OK, I’m “from away.” I’m a native of New Hampshire, but attitudes over there aren’t all that different. I’m not here on some extended vacation in paradise. I’m here because it’s a nice place to live, and I enjoy the decent people who are living here for the same reason.
I happen to be on the side opposing a proposed $40 million liquid propane gas terminal and storage tank, but not because I’d be offended to have to look at another tank in the Mack Point Industrial Zone. It is zoned commercial, after all, and I’m perfectly OK with Searsport’s long history as a commercial port.
Industry has its place. I see no good reason why folks who object to having a new structure sited in an industrial development should want to deprive the local economy of opportunities for jobs and tax revenues on purely aesthetic grounds. To my mind, that’s going over the top.
I’m not even opposed to the tank because it might increase congestion and wear and tear on Routes 1 and 3, or because it might have a negative impact on the tourist trade, or even because it might reduce my property value or its resale potential. I’m not planning to go anywhere any time soon.
The real reason I am opposed to the tank is safety, pure and simple. If the folks at DCP Midstream wanted to build their big, new tank and store gasoline in it, I’d be fine with that. There’s a lot of gasoline stored at Mack Point already, and I don’t see that as an issue. Gasoline is a liquid, and it won’t even burn unless it’s vaporized and mixed with air, as it is in the injectors of my car.
If a gasoline tank springs a leak, it’s usually pretty obvious, and even if leaking gasoline catches fire, it can usually be easily extinguished by a small crew with fire-suppressant, or even water, before it gets out of hand. Furthermore, gasoline burns at only about 1,650 degrees, which is well below the 2,500-degree melting point of steel, and therefore wouldn’t pose any threat to the integrity of the tank from which it leaked.
Propane, on the other hand, is a whole different animal. Although it’s a liquid as long as it remains inside the refrigerated tank, as soon as it leaks out, it becomes a gas. Not only is it harder to see and smell a propane leak, but every ounce of gas that escapes through the leak mixes instantly with air to form an explosive mixture. An expanding cloud of that explosive gas spreads outward until it encounters any ignition source, of which there are plenty in the environment. It then explodes, all at once, at a temperature of close to 3,600 degrees, which is definitely hot enough to melt steel.

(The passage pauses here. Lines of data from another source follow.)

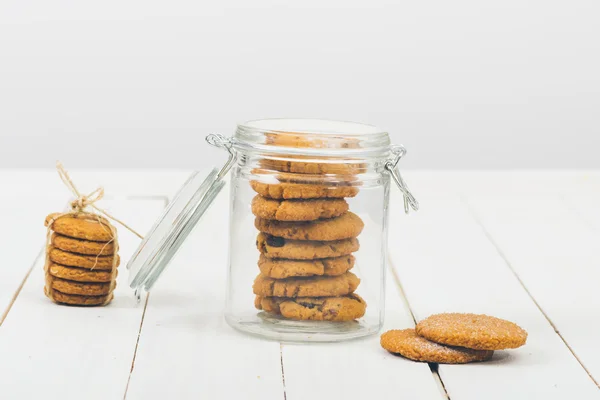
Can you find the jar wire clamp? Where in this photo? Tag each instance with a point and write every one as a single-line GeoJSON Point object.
{"type": "Point", "coordinates": [392, 166]}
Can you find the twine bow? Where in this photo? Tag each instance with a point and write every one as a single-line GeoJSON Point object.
{"type": "Point", "coordinates": [78, 210]}
{"type": "Point", "coordinates": [81, 201]}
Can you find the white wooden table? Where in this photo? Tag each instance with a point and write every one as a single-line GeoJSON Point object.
{"type": "Point", "coordinates": [518, 245]}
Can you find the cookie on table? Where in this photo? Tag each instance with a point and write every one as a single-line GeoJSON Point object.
{"type": "Point", "coordinates": [80, 288]}
{"type": "Point", "coordinates": [408, 344]}
{"type": "Point", "coordinates": [340, 308]}
{"type": "Point", "coordinates": [473, 331]}
{"type": "Point", "coordinates": [346, 226]}
{"type": "Point", "coordinates": [80, 260]}
{"type": "Point", "coordinates": [80, 274]}
{"type": "Point", "coordinates": [81, 246]}
{"type": "Point", "coordinates": [283, 268]}
{"type": "Point", "coordinates": [83, 226]}
{"type": "Point", "coordinates": [277, 247]}
{"type": "Point", "coordinates": [302, 191]}
{"type": "Point", "coordinates": [298, 210]}
{"type": "Point", "coordinates": [77, 300]}
{"type": "Point", "coordinates": [318, 286]}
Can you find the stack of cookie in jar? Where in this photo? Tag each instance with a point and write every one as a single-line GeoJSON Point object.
{"type": "Point", "coordinates": [81, 259]}
{"type": "Point", "coordinates": [307, 235]}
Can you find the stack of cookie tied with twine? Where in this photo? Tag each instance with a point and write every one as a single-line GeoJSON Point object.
{"type": "Point", "coordinates": [306, 240]}
{"type": "Point", "coordinates": [82, 250]}
{"type": "Point", "coordinates": [455, 338]}
{"type": "Point", "coordinates": [81, 259]}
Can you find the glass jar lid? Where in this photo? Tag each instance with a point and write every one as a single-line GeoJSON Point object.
{"type": "Point", "coordinates": [314, 137]}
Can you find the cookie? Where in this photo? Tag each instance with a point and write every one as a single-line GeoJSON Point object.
{"type": "Point", "coordinates": [302, 191]}
{"type": "Point", "coordinates": [81, 246]}
{"type": "Point", "coordinates": [346, 226]}
{"type": "Point", "coordinates": [82, 226]}
{"type": "Point", "coordinates": [80, 274]}
{"type": "Point", "coordinates": [77, 300]}
{"type": "Point", "coordinates": [298, 210]}
{"type": "Point", "coordinates": [277, 247]}
{"type": "Point", "coordinates": [306, 287]}
{"type": "Point", "coordinates": [311, 165]}
{"type": "Point", "coordinates": [410, 345]}
{"type": "Point", "coordinates": [473, 331]}
{"type": "Point", "coordinates": [80, 288]}
{"type": "Point", "coordinates": [341, 308]}
{"type": "Point", "coordinates": [310, 140]}
{"type": "Point", "coordinates": [282, 268]}
{"type": "Point", "coordinates": [82, 261]}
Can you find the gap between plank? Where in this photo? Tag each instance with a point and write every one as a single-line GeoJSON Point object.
{"type": "Point", "coordinates": [23, 281]}
{"type": "Point", "coordinates": [137, 342]}
{"type": "Point", "coordinates": [282, 373]}
{"type": "Point", "coordinates": [514, 272]}
{"type": "Point", "coordinates": [165, 200]}
{"type": "Point", "coordinates": [432, 366]}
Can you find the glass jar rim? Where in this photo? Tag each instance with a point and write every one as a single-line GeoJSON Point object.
{"type": "Point", "coordinates": [331, 136]}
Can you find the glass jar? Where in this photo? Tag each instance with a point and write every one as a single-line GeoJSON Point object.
{"type": "Point", "coordinates": [308, 227]}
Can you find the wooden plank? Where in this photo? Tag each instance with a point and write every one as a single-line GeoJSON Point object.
{"type": "Point", "coordinates": [22, 215]}
{"type": "Point", "coordinates": [552, 247]}
{"type": "Point", "coordinates": [359, 369]}
{"type": "Point", "coordinates": [447, 264]}
{"type": "Point", "coordinates": [59, 352]}
{"type": "Point", "coordinates": [186, 350]}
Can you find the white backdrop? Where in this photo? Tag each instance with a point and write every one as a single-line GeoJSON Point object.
{"type": "Point", "coordinates": [462, 84]}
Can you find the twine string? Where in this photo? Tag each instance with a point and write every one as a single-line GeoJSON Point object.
{"type": "Point", "coordinates": [78, 210]}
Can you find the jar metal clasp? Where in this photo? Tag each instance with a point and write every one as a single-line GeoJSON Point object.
{"type": "Point", "coordinates": [222, 142]}
{"type": "Point", "coordinates": [392, 166]}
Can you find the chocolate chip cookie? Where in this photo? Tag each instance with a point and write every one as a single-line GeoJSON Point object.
{"type": "Point", "coordinates": [81, 246]}
{"type": "Point", "coordinates": [277, 247]}
{"type": "Point", "coordinates": [80, 274]}
{"type": "Point", "coordinates": [297, 210]}
{"type": "Point", "coordinates": [83, 226]}
{"type": "Point", "coordinates": [80, 260]}
{"type": "Point", "coordinates": [346, 226]}
{"type": "Point", "coordinates": [80, 288]}
{"type": "Point", "coordinates": [318, 286]}
{"type": "Point", "coordinates": [473, 331]}
{"type": "Point", "coordinates": [410, 345]}
{"type": "Point", "coordinates": [283, 268]}
{"type": "Point", "coordinates": [339, 308]}
{"type": "Point", "coordinates": [77, 300]}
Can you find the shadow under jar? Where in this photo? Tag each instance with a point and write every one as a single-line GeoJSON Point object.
{"type": "Point", "coordinates": [308, 228]}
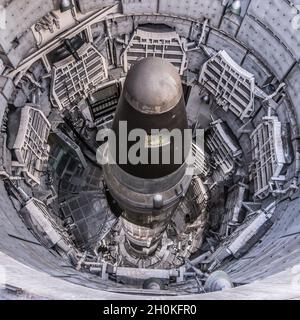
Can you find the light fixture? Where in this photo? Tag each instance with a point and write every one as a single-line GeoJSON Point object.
{"type": "Point", "coordinates": [236, 7]}
{"type": "Point", "coordinates": [66, 5]}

What that means is that once the leaked propane explodes, there’s no way to prevent the steel body of the tank from melting, rupturing and releasing its full contents to the atmosphere, thus generating a far greater explosion. Technically, the process is known as a BLEVE (rhymes with Chevy and stands for Boiling Liquid Expanding Vapor Explosion). With the tank’s entire 22.7 million gallon contents exploding, that would be bad enough, releasing about as much energy as 33 Hiroshima-sized atomic bombs, but it wouldn’t stop there. The super-hot BLEVE would also melt all the other tanks in the farm, releasing and vaporizing their 55 million additional gallons of fuels to create an 87 million gallon Super-BLEVE equivalent to some 150 Hiroshima bombs, or a small hydrogen bomb.
That is exactly what happened near Mexico City back in 1984, when the PEMEX LPG tank farm in San Juanico developed a leak in the long supply line leading to one of the tanks. The leak wasn’t detected until the explosive gas cloud spread to the flare pit, whereupon it ignited and exploded, blowing all the tanks in the farm. It was the worst industrial catastrophe in Mexico’s history, killing more than 500 people, injuring more than 5,000 and leveling the town.
How much LPG was involved in the San Juanico disaster? 11,000 cubic meters, or 2.9 million gallons. That’s a little less than 13 percent of the capacity of the Searsport LPG tank. Now if you add the 55 million gallons of other flammable fuels currently stored at Mack Point, what went bang at San Juanico was a little less than 4 percent of what could go bang at Searsport.
Any way you look at it, that’s a lot of bang.
How big? Think the world’s biggest industrial catastrophes. Think Chernobyl. Think Fukushima. Maybe worse.
Right here, in midcoast Maine. It would put us on the map — or take us off it, for good.
David Laing, of Stockton Springs, is a retired assistant professor of geology at the University of Maine at Presque Isle.